Особенно выразительна «рифмовка» деталей в описаниях, которые следуют за эпизодами, содержащими завязку и кульминацию художественного конфликта. Если в первом случае, в описании, которое следует сразу после того, как Attalea приняла решение в одиночку вступить в борьбу за свободу, выражается точка зрения автора («И пальма гордо смотрела зелёной вершиной на лес товарищей, раскинутый под нею» [с. 114])8, то в аналогичном описании Attalea после того, как она пробила стекло оранжереи и вырвалась на свободу («Над стеклянным сводом гордо высилась выпрямившаяся зелёная корона пальмы» [с. 116]), выражена точка зрения директора ботанического сада («Он отбежал от оранжереи и посмотрел на крышу…» [с. 116]), который в системе художественных образов произведения по отношению к Attalea занимает место в одном ряду с растениями-обывателями: бунт пальмы не находит у него сочувствия, что закономерно приводит к решению спилить дерево9.

Приводя здесь точку зрения директора ботанического сада, В. Гаршин сознательно, на наш взгляд, вводит в заблуждение читателя, у которого (поскольку он вправе, исходя из контекста произведения, приписать данное замечание автору-повествователю) создаётся ложное впечатление, что Attalea испытывает чувство гордости, так как добилась своей цели, хотя – как выясняется в дальнейшем – на самом деле она разочарована. Делается это для того, чтобы ярче выявить контраст между концовкой основной части произведения и началом финала. Несмотря на то что кульминационный момент конфликта рассказа (освобождение героини) в фабульном времени и пространстве совпадает с развязкой (разочарование и гибель Attalea), в композиционном отношении развязка выделена в отдельную, самостоятельную часть произведения – финал.

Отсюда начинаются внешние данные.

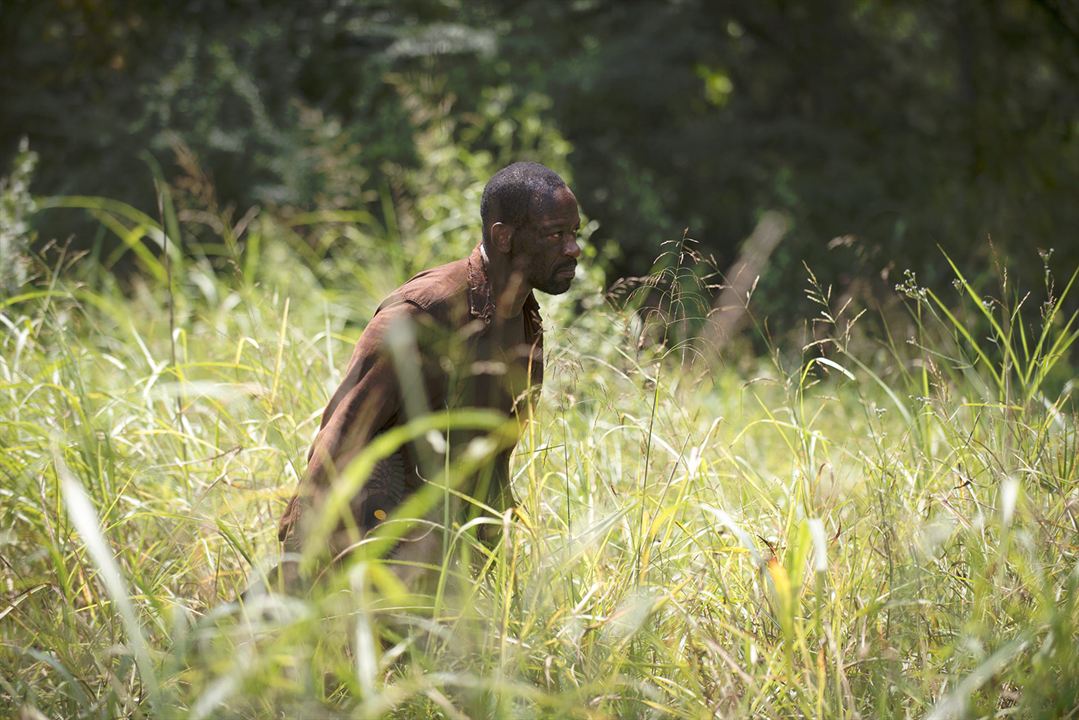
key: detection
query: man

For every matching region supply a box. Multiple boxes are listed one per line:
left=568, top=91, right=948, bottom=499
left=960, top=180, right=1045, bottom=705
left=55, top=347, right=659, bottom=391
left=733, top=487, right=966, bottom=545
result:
left=278, top=163, right=581, bottom=586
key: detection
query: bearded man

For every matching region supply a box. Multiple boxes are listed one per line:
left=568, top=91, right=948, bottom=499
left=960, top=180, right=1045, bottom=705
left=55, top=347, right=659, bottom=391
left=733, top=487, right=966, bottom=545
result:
left=271, top=162, right=581, bottom=588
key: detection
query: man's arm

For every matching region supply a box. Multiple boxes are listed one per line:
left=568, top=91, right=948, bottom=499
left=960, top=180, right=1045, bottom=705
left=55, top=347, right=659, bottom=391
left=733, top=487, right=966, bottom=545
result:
left=277, top=302, right=421, bottom=541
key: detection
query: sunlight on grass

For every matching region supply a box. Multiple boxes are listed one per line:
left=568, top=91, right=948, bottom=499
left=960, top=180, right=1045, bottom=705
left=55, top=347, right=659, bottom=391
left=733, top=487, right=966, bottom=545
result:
left=0, top=204, right=1079, bottom=718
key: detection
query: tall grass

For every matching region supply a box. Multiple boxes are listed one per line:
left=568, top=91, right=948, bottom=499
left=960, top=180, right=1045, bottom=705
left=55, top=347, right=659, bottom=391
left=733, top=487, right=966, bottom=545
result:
left=0, top=199, right=1079, bottom=718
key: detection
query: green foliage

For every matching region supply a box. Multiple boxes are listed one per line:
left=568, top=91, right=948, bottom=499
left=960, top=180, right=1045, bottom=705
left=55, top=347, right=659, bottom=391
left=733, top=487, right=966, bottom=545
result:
left=0, top=171, right=1079, bottom=718
left=0, top=138, right=38, bottom=295
left=0, top=0, right=1079, bottom=324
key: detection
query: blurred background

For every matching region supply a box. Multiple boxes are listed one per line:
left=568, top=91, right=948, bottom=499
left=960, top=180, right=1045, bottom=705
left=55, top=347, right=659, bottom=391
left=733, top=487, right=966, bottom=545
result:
left=0, top=0, right=1079, bottom=322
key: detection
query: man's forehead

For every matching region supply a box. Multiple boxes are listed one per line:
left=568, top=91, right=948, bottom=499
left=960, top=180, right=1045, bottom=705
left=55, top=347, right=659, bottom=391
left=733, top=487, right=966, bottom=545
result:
left=531, top=185, right=579, bottom=223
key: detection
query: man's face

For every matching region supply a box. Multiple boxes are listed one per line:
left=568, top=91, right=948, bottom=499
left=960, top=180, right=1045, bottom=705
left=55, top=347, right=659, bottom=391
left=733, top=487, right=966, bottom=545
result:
left=513, top=187, right=581, bottom=295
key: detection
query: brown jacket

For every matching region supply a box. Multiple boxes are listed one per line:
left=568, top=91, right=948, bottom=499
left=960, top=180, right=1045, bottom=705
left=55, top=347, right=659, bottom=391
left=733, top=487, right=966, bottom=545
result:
left=278, top=246, right=543, bottom=549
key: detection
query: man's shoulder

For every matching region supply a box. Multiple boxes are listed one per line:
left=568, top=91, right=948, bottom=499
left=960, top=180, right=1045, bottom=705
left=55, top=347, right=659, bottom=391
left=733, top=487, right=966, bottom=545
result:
left=379, top=258, right=468, bottom=320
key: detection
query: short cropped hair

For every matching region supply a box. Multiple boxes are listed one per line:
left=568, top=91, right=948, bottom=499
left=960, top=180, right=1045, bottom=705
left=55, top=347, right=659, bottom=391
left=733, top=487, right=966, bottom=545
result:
left=479, top=163, right=565, bottom=243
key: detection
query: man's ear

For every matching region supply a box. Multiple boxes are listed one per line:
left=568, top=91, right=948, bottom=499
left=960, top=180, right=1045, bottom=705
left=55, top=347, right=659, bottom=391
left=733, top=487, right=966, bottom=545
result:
left=491, top=222, right=514, bottom=255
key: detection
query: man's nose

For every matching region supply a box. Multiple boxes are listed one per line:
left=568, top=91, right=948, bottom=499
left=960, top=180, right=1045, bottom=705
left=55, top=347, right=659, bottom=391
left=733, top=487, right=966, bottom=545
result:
left=565, top=237, right=581, bottom=260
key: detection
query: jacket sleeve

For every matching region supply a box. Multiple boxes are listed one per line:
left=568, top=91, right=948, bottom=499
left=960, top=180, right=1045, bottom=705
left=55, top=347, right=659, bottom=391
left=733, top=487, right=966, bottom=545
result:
left=277, top=302, right=421, bottom=541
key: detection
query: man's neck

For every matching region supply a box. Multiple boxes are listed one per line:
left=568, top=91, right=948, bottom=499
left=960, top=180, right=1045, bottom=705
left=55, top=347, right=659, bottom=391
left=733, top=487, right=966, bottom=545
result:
left=480, top=245, right=532, bottom=321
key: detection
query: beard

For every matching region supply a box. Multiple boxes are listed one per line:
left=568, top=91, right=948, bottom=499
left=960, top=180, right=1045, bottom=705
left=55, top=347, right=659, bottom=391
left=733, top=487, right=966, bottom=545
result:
left=529, top=262, right=577, bottom=295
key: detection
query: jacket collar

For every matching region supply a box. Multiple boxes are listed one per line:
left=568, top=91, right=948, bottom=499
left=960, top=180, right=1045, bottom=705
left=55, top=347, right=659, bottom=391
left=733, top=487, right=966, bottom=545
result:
left=468, top=243, right=543, bottom=340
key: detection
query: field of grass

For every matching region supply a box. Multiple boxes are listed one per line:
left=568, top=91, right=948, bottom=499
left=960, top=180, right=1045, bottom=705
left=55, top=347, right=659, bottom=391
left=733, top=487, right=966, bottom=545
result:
left=0, top=193, right=1079, bottom=719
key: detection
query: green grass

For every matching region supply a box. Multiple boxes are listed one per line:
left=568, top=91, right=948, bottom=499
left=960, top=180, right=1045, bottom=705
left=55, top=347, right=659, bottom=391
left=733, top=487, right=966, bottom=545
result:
left=0, top=199, right=1079, bottom=718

В финале В. Гаршин вводит в повествование завершающий психологическую характеристику Attalea мотив разочарования («Только-то? – думала она. – И это всё, из-за чего я томилась и страдала так долго? И этого-то достигнуть было для меня высочайшею целью?» [с. 116]), несущий в себе немалую долю пессимизма самого писателя10. В этом контексте развитие лирико-романтической темы рассказа завершается, с одной стороны, таким описательным компонентом, как пейзаж, в котором используются эпитеты, передающие субъективно-эмоциональное восприятие героиней природы чужого ей мира по контрасту с природой её родины: «Она должна была стоять на холодном ветре, чувствовать его порывы и острое прикосновение снежинок, смотреть на грязное небо, на нищую природу, на грязный задний двор ботанического сада, на скучный огромный город, видневшийся в тумане…» [с. 117]; а с другой стороны, обобщающим лирически окрашенным высказыванием автора, включающим в себя несобственно-прямую речь: «И Attalea поняла, что для неё всё было кончено. Она застывала. Вернуться снова под крышу? Но она уже не могла вернуться…» [с. 117]. Здесь авторское сознание свободно проникает в сознание персонажа, по сути, сливается с ним. Фабульно развязка зеркально отражает завязку: Attalea, добившись своей цели, испытывает разочарование и гибнет, так как реальность оказывается не такой, как она себе представляла – достигнутая свобода не соответствует мечте о ней.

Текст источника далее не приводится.